If you’ve never personally experienced a group of teenage girls sobbing after an episode of Grey’s Anatomy, I’m going to write these next few lines under the assumption that you have a pretty good idea of what this hot mess looks like.

On August 17, 2010, seven hours before the take-off of my first flight from San Diego to Boston, I was standing in a garage, in a circle with my very best girlfriends. As we all strived to stay as classy as possible, we couldn’t hold back the streamlining tears that came concomitant with our hyperventilation. There was no denying that our lives would change drastically, our friendships would be challenged, and that we were drowning not only in our tears, but also in our profound fear of the unknown. Within this moment, we were sure that our worlds would ruthlessly collapse because we wouldn’t be sharing sandwiches or seeking shelter from the seagulls or comparing our carrot sticks at lunch anymore. Yes, these were indeed defining characteristics of our bestfriendship.

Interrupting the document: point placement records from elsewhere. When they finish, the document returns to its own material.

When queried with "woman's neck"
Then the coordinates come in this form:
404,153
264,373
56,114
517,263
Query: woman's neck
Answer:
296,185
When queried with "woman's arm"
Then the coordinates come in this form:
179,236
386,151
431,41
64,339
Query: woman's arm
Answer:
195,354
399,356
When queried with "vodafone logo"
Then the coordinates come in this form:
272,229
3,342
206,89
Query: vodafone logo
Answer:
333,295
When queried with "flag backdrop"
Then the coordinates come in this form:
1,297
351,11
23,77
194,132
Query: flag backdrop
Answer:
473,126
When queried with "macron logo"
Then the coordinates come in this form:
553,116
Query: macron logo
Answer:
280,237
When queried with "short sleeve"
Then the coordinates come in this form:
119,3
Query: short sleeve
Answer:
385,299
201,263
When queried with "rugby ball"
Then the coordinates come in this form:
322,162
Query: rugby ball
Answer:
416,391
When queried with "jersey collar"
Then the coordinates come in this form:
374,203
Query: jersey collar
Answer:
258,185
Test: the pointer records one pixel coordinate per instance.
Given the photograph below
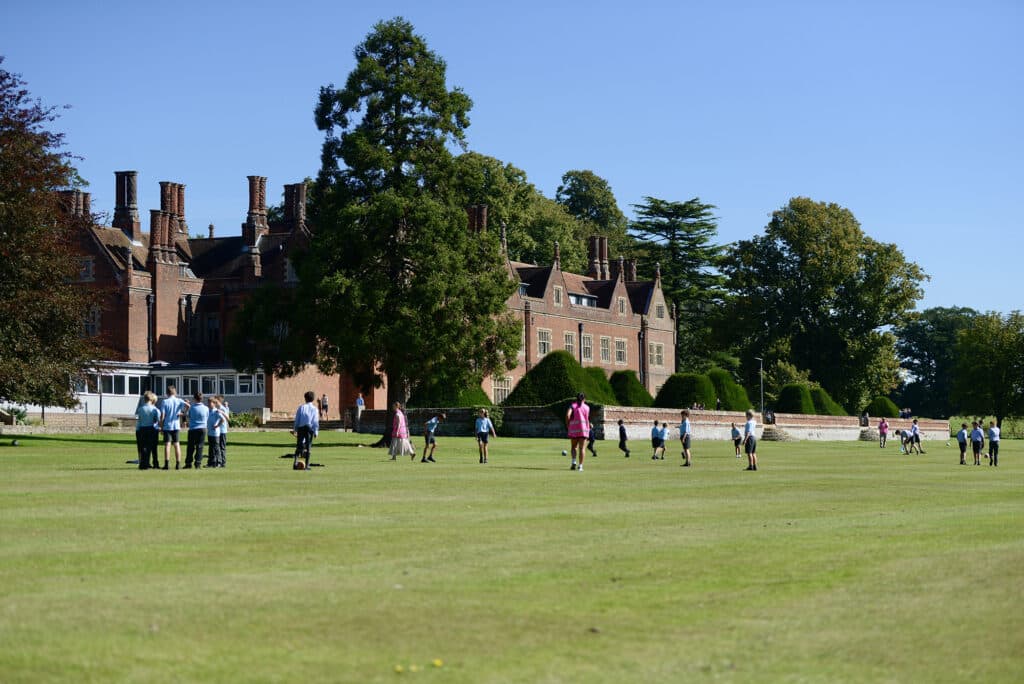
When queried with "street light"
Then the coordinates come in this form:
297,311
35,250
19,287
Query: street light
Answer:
761,372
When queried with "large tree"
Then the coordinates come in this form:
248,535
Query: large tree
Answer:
588,197
679,237
926,344
42,310
988,376
394,285
815,291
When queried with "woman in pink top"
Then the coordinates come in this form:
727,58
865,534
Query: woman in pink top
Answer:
400,445
578,421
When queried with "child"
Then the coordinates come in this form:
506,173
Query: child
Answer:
622,438
484,428
399,435
684,436
962,442
428,435
147,431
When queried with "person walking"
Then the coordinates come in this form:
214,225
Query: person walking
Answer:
578,426
429,437
484,429
147,431
306,427
171,409
751,441
993,443
684,436
198,417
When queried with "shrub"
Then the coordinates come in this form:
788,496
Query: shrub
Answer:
882,407
824,404
733,396
242,419
559,376
628,389
795,398
684,389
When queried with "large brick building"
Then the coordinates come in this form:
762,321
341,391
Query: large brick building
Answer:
170,297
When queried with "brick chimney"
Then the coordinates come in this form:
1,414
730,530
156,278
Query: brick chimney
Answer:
126,205
255,224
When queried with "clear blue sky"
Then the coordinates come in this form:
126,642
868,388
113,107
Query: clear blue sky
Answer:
909,114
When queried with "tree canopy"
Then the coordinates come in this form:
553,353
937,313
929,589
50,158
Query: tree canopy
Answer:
394,284
988,374
42,308
817,292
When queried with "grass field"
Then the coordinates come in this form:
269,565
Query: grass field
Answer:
834,562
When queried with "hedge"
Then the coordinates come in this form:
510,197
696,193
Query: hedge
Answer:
795,398
559,376
882,407
733,396
684,389
628,389
824,404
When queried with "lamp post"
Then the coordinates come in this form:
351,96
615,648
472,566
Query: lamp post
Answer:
761,372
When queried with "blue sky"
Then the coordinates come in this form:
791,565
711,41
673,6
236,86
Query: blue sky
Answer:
909,114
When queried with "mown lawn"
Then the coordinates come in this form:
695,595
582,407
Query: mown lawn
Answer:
834,562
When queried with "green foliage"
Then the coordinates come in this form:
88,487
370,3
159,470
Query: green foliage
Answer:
882,407
559,376
824,404
679,237
446,397
682,390
42,305
927,343
733,396
628,389
242,419
795,399
990,365
817,292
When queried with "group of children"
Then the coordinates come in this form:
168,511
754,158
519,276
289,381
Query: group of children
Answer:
207,425
977,437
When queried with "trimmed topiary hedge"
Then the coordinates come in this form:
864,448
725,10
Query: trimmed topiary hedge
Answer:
628,389
824,404
559,376
682,390
882,407
733,396
795,398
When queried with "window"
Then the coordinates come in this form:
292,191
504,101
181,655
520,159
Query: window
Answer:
86,269
502,387
656,353
226,384
543,342
92,322
213,329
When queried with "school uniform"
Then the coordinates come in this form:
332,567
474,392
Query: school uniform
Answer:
198,417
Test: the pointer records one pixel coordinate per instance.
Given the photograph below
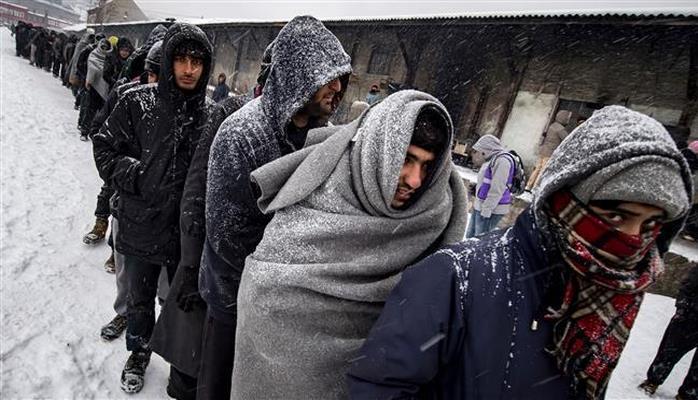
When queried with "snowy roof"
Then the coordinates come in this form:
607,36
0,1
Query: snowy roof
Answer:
75,27
644,13
56,5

That’s why this time of the year is so exponentially imperative: two of my friends from home share a birthday on November 10. You can find me scrambling around Harvard Square attaching symbolism to each item purchased while reciting the nine steps of neuronal development (it’s midterms, round 2 season). With my birthday presents, however, I prefer to emphasize the importance of the birthday letter. So after I finished collaborating on a physics problem set (endearingly termed pset), I spent a few hours pouring my heart and cheesy humor into the lines of college-ruled loose leaf paper, until I realized I had a physics lecture in 4 hours and haven’t slept yet…whoops!

Sometimes on campus, it can seem like an ongoing challenge to get less sleep than all of your friends. This isn’t because Harvard students are obnoxiously competitive in all things related to life (did you notice I collaborated with other students to complete my physics homework??); it’s because we’re all trying to create marvelous memories of our college years. None of the stressful Math 55 psets will be distinguishable in the end and none of our organic chemistry exams will seem so pinnacle. What will be ingrained in our memories are the times when our friends in the Quad wanted to Skype about a pset because they live so far or the times you snorted because that nerdy joke just hit the spot. You’ll remember your friendships because it’s the friendships – not the psets or papers – that endure. So to all you current college applicants out there, don’t worry about losing touch with your friends because both, your memories and relationships, will last!